Assim: No uso de autorização legislativa concedida pelo artigo 1.º da Lei n.º 49/2003, de 22 de Agosto, e nos termos da alínea b) do n.º 1 do artigo 198.º da Constituição, o Governo decreta o seguinte: Artigo único Aprovação do Estatuto do Notariado É aprovado o Estatuto do Notariado, que consta de anexo ao presente diploma e que dele faz parte integrante.
Visto e aprovado em Conselho de Ministros de 17 de Dezembro de 2003. - José Manuel Durão Barroso - Maria Manuela Dias Ferreira Leite - Maria Celeste Ferreira Lopes Cardona - António José de Castro Bagão Félix - Amílcar Augusto Contel Martins Theias.
Promulgado em 23 de Janeiro de 2004.
Publique-se.
O Presidente da República, JORGE SAMPAIO.
Referendado em 27 de Janeiro de 2004.
O Primeiro-Ministro, José Manuel Durão Barroso.
ANEXO ESTATUTO DO NOTARIADO CAPÍTULO I Disposições gerais SECÇÃO I Notário e função notarial Artigo 1.º Natureza 1 - O notário é o jurista a cujos documentos escritos, elaborados no exercício da sua função, é conferida fé pública.
2 - O notário é, simultaneamente, um oficial público que confere autenticidade aos documentos e assegura o seu arquivamento e um profissional liberal que actua de forma independente, imparcial e por livre escolha dos interessados.
3 - A natureza pública e privada da função notarial é incindível.
Artigo 2.º Classe única de notários No território da República Portuguesa há uma classe única de notários.
Artigo 3.º Dependência O notário está sujeito à fiscalização e acção disciplinar do Ministro da Justiça e dos órgãos competentes da Ordem dos Notários.

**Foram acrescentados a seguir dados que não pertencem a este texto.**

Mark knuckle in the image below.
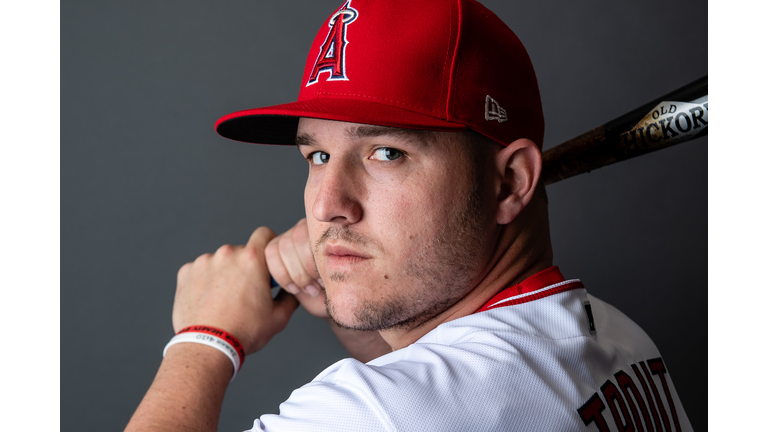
[216,245,235,257]
[240,248,259,264]
[176,263,192,281]
[195,253,213,264]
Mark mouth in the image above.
[323,245,373,270]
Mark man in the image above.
[128,0,690,431]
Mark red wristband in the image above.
[176,325,245,370]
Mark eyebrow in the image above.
[296,134,317,147]
[347,125,433,145]
[296,125,434,147]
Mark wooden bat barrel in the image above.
[541,75,709,185]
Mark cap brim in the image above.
[216,98,467,145]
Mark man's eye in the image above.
[371,147,403,161]
[309,152,331,165]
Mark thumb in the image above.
[272,289,299,330]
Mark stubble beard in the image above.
[316,181,483,331]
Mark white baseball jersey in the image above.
[246,267,692,432]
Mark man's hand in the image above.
[173,227,297,354]
[265,219,328,318]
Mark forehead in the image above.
[296,118,439,146]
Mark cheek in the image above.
[367,178,453,253]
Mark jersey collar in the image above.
[478,266,584,312]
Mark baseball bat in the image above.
[541,75,709,185]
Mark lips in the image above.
[323,245,372,267]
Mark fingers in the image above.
[245,227,277,251]
[265,219,322,297]
[272,290,299,330]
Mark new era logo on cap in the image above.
[485,95,507,123]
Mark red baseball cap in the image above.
[216,0,544,148]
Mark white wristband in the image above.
[163,332,240,382]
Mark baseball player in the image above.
[127,0,691,431]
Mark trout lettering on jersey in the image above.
[576,357,681,432]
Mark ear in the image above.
[495,138,542,225]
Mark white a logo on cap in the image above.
[485,95,507,123]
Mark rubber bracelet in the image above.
[176,325,245,370]
[163,326,245,382]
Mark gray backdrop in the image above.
[61,0,707,431]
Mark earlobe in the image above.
[496,138,542,225]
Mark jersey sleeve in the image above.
[244,366,394,432]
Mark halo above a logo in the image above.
[306,0,357,86]
[328,8,357,27]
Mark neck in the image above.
[379,200,553,350]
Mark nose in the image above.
[307,157,364,225]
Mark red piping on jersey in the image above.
[478,266,584,312]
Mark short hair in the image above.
[460,129,549,205]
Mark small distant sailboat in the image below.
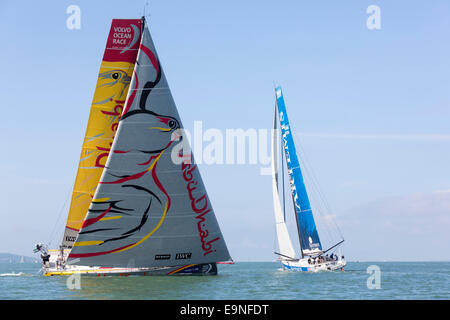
[34,18,231,276]
[272,87,346,272]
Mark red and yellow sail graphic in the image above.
[62,19,142,249]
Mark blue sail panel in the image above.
[275,87,322,254]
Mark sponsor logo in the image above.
[155,254,170,260]
[175,252,192,260]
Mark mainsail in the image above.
[275,87,322,255]
[62,19,142,249]
[67,17,230,267]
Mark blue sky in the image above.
[0,0,450,261]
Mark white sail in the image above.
[272,107,295,259]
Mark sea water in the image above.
[0,262,450,300]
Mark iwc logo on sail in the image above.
[155,252,192,260]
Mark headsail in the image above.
[272,107,295,258]
[275,87,322,255]
[68,18,230,267]
[62,19,142,249]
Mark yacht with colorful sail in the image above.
[35,18,231,276]
[272,87,346,272]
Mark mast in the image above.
[62,19,142,249]
[275,94,305,258]
[271,100,295,260]
[275,87,322,256]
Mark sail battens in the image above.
[68,18,231,267]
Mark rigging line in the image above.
[291,131,344,238]
[47,186,72,246]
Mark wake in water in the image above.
[0,272,27,277]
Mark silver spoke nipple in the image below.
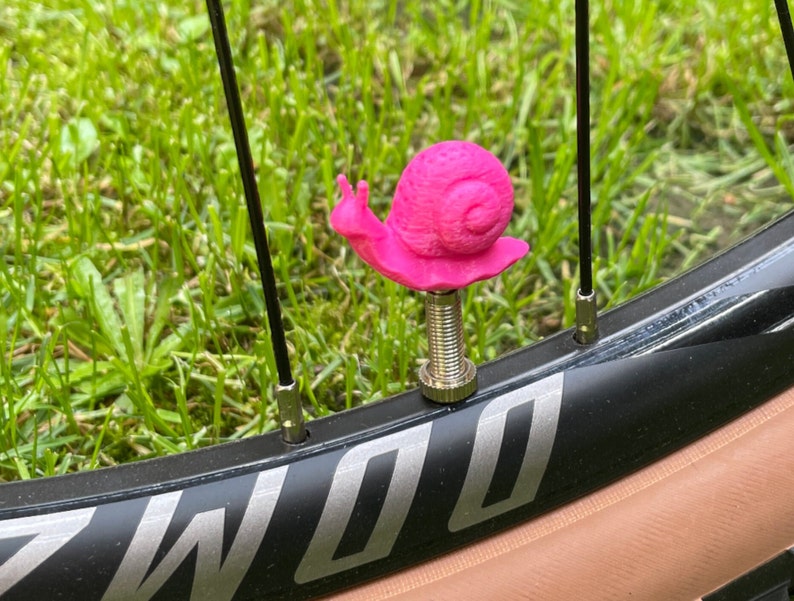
[574,290,598,344]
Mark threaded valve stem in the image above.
[419,290,477,403]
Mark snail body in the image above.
[331,141,529,290]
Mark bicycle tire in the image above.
[0,207,794,601]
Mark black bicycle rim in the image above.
[0,204,794,601]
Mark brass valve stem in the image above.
[419,290,477,403]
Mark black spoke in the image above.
[207,0,306,443]
[575,0,598,344]
[207,0,292,386]
[576,0,593,296]
[775,0,794,83]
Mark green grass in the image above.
[0,0,794,480]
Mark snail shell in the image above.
[386,141,513,257]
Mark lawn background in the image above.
[0,0,794,480]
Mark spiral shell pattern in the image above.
[386,142,513,257]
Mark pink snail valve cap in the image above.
[331,141,529,402]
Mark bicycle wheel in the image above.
[0,210,794,601]
[0,1,794,600]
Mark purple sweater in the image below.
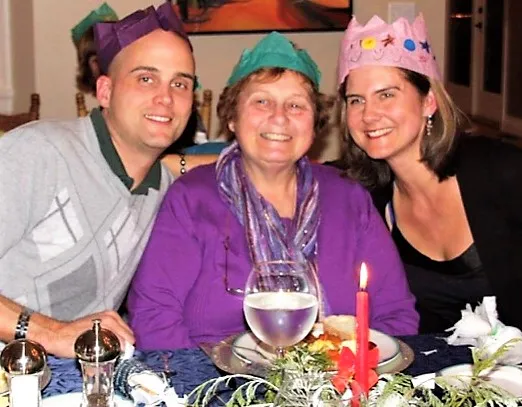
[128,165,418,349]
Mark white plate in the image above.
[42,393,134,407]
[232,329,400,373]
[438,364,522,397]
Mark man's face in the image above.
[97,30,195,162]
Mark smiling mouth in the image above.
[365,127,393,138]
[261,133,292,141]
[145,114,172,123]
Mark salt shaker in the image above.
[0,339,47,407]
[74,319,120,407]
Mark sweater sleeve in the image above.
[358,185,419,335]
[128,182,201,349]
[0,125,59,258]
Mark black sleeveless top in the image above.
[392,224,492,333]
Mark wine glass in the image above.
[243,260,319,357]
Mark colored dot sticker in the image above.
[361,37,377,51]
[404,38,415,51]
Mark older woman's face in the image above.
[346,66,436,162]
[229,71,314,170]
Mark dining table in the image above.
[42,335,472,398]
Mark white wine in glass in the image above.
[243,260,319,357]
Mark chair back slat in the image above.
[0,93,40,132]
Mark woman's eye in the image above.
[346,98,363,106]
[172,81,188,89]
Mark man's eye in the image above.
[381,92,395,99]
[172,81,188,89]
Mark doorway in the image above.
[446,0,522,136]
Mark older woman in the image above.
[339,16,522,332]
[128,33,418,349]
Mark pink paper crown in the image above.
[337,13,441,86]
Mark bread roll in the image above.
[323,315,355,340]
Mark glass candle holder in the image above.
[74,319,120,407]
[80,359,116,407]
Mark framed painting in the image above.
[170,0,353,34]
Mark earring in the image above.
[426,114,433,137]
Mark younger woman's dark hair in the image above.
[340,68,469,189]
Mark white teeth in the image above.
[366,128,393,137]
[261,133,291,141]
[145,114,171,123]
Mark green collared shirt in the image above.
[90,108,161,195]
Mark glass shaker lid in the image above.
[74,319,121,362]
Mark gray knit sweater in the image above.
[0,117,172,320]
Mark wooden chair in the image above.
[76,92,89,117]
[194,89,212,137]
[0,93,40,132]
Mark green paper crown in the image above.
[71,3,118,44]
[227,31,321,87]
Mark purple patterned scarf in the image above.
[216,142,320,264]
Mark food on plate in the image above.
[305,315,379,370]
[323,315,355,340]
[0,368,8,393]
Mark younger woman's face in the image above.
[345,66,436,162]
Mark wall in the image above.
[11,0,445,162]
[10,0,37,112]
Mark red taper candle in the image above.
[355,263,370,394]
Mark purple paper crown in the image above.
[94,2,192,73]
[337,14,440,86]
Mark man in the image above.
[0,3,196,357]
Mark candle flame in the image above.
[359,262,368,290]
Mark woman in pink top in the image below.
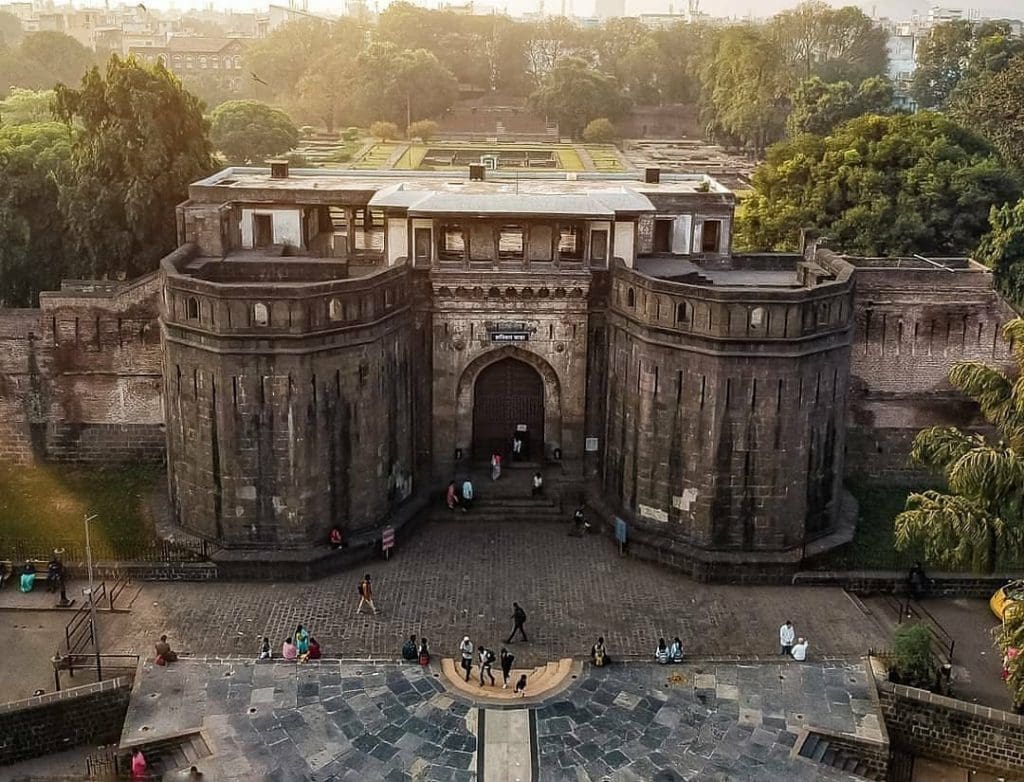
[281,638,299,660]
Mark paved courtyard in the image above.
[116,515,884,665]
[116,659,879,782]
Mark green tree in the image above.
[583,117,620,144]
[949,54,1024,172]
[56,55,215,277]
[770,0,888,84]
[210,100,299,163]
[0,122,71,307]
[889,622,935,690]
[370,120,398,141]
[406,120,437,141]
[895,318,1024,572]
[974,199,1024,310]
[0,11,25,49]
[785,76,893,135]
[529,57,629,138]
[736,112,1020,256]
[0,87,53,125]
[356,43,459,128]
[703,26,794,155]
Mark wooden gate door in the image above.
[473,358,544,462]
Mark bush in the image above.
[370,122,398,141]
[406,120,437,141]
[583,117,618,144]
[889,622,935,690]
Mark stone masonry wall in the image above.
[846,261,1015,481]
[0,275,164,463]
[878,682,1024,779]
[0,679,131,766]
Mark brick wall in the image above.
[0,679,131,766]
[878,682,1024,779]
[0,274,164,463]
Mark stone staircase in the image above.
[118,731,212,779]
[441,657,583,704]
[797,732,885,782]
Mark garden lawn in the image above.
[0,464,165,559]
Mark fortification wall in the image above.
[603,268,852,552]
[163,261,418,548]
[0,274,164,463]
[847,261,1015,480]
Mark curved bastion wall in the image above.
[161,245,420,549]
[600,253,853,559]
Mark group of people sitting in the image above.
[274,624,323,662]
[401,634,430,665]
[444,478,473,513]
[654,636,683,665]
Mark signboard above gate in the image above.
[484,320,537,342]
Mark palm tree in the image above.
[896,318,1024,572]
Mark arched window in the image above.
[253,302,270,325]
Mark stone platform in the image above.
[121,658,880,782]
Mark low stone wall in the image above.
[793,570,1021,600]
[877,681,1024,779]
[0,679,131,766]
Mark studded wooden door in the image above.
[473,358,544,462]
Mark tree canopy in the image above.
[896,318,1024,572]
[0,122,71,307]
[737,112,1021,256]
[974,199,1024,310]
[529,57,627,138]
[56,55,215,277]
[210,100,299,164]
[785,76,893,136]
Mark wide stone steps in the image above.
[441,657,581,704]
[798,733,881,782]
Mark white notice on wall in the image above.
[637,505,669,521]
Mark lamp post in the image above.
[82,514,103,682]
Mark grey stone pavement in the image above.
[116,659,878,782]
[104,522,884,665]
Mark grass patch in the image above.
[0,464,165,559]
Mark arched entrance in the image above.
[473,358,544,461]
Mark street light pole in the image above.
[85,514,103,682]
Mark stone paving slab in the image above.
[112,522,884,666]
[537,663,879,782]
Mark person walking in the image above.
[505,602,528,644]
[778,619,797,654]
[477,644,495,687]
[499,646,515,690]
[355,573,377,614]
[532,473,544,496]
[459,636,473,682]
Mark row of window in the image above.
[185,288,395,325]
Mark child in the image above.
[513,674,526,698]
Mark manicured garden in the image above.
[0,464,165,559]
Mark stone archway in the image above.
[456,345,562,462]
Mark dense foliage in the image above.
[210,100,299,164]
[56,56,214,277]
[737,112,1020,256]
[896,318,1024,572]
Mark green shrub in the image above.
[889,622,936,690]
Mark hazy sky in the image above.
[153,0,1024,18]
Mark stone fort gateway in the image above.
[0,164,1014,578]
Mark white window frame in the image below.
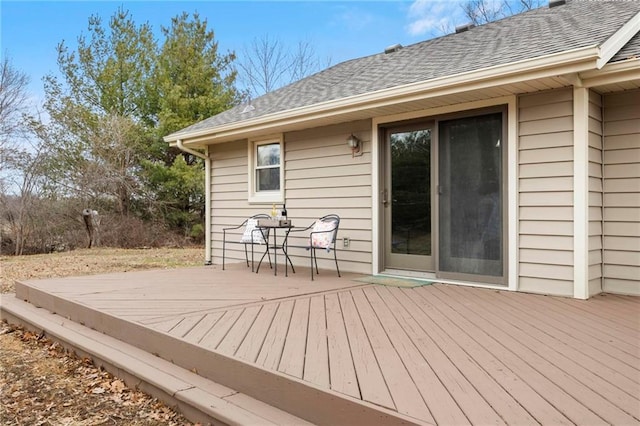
[248,134,284,204]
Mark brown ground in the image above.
[0,248,203,426]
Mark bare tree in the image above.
[461,0,546,25]
[238,35,331,97]
[0,138,46,256]
[0,54,29,149]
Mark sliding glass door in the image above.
[438,113,504,277]
[383,125,433,271]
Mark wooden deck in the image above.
[6,265,640,425]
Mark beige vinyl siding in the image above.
[603,90,640,295]
[285,120,373,273]
[589,90,603,296]
[518,89,573,296]
[210,120,372,273]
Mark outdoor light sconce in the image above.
[347,133,362,157]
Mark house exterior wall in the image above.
[209,120,372,273]
[588,90,603,296]
[518,89,574,296]
[210,88,640,297]
[603,90,640,295]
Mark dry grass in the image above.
[0,248,203,426]
[0,247,204,293]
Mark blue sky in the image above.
[0,0,465,99]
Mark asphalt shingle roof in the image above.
[172,0,640,137]
[609,33,640,62]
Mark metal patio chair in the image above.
[222,214,273,272]
[291,214,340,281]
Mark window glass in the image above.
[255,142,281,192]
[258,143,280,167]
[256,167,280,191]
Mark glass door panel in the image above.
[438,113,504,277]
[385,128,433,271]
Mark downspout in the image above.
[176,139,211,265]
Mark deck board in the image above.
[325,294,361,399]
[428,289,607,425]
[256,300,294,370]
[303,295,330,388]
[464,286,640,400]
[216,306,264,355]
[444,288,635,424]
[235,303,278,362]
[394,290,540,424]
[351,290,435,422]
[184,312,224,343]
[339,292,395,409]
[278,299,309,379]
[488,294,640,384]
[11,265,640,425]
[201,309,243,349]
[504,293,639,368]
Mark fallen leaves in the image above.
[0,247,203,426]
[0,323,191,426]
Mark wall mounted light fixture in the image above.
[347,133,362,157]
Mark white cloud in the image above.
[406,0,463,36]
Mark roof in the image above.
[609,33,640,62]
[165,0,640,140]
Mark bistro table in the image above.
[256,219,296,277]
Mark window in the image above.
[249,137,284,203]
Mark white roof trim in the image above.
[580,58,640,87]
[596,13,640,69]
[164,46,600,144]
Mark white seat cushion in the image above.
[311,221,336,249]
[240,219,264,244]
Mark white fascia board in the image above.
[164,46,600,144]
[597,13,640,69]
[580,58,640,88]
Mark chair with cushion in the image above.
[222,214,272,272]
[293,214,340,281]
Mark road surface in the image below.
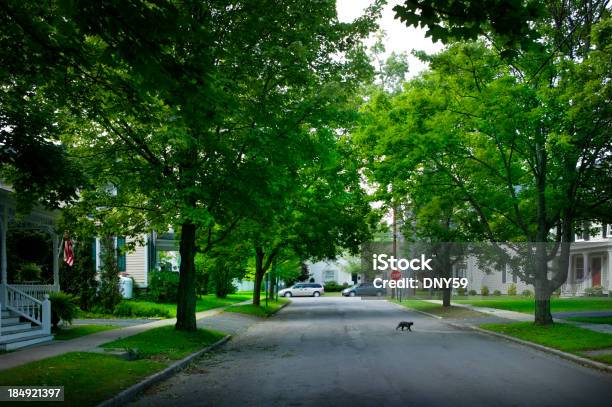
[135,297,612,407]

Artigo 4.º Função notarial 1 - Compete, em geral, ao notário redigir o instrumento público conforme a vontade dos interessados, a qual deve indagar, interpretar e adequar ao ordenamento jurídico, esclarecendo-os do seu valor e alcance.
2 - Em especial, compete ao notário, designadamente: a) Lavrar testamentos públicos, instrumentos de aprovação, depósito e abertura de testamentos cerrados e de testamentos internacionais; b) Lavrar outros instrumentos públicos nos livros de notas e fora deles; c) Exarar termos de autenticação em documentos particulares ou de reconhecimento da autoria da letra com que esses documentos estão escritos ou das assinaturas nelesapostas; d) Passar certificados de vida e identidade e, bem assim, do desempenho de cargos públicos, de gerência ou de administração de pessoas colectivas; e) Passar certificados de outros factos que tenha verificado; f) Certificar, ou fazer e certificar, traduções de documentos; g) Passar certidões de instrumentos públicos, de registos e de outros documentos arquivados, extrair públicas-formas de documentos que para esse fim lhe sejam presentes ou conferir com os respectivos originais e certificar as fotocópias extraídas pelosinteressados; h)...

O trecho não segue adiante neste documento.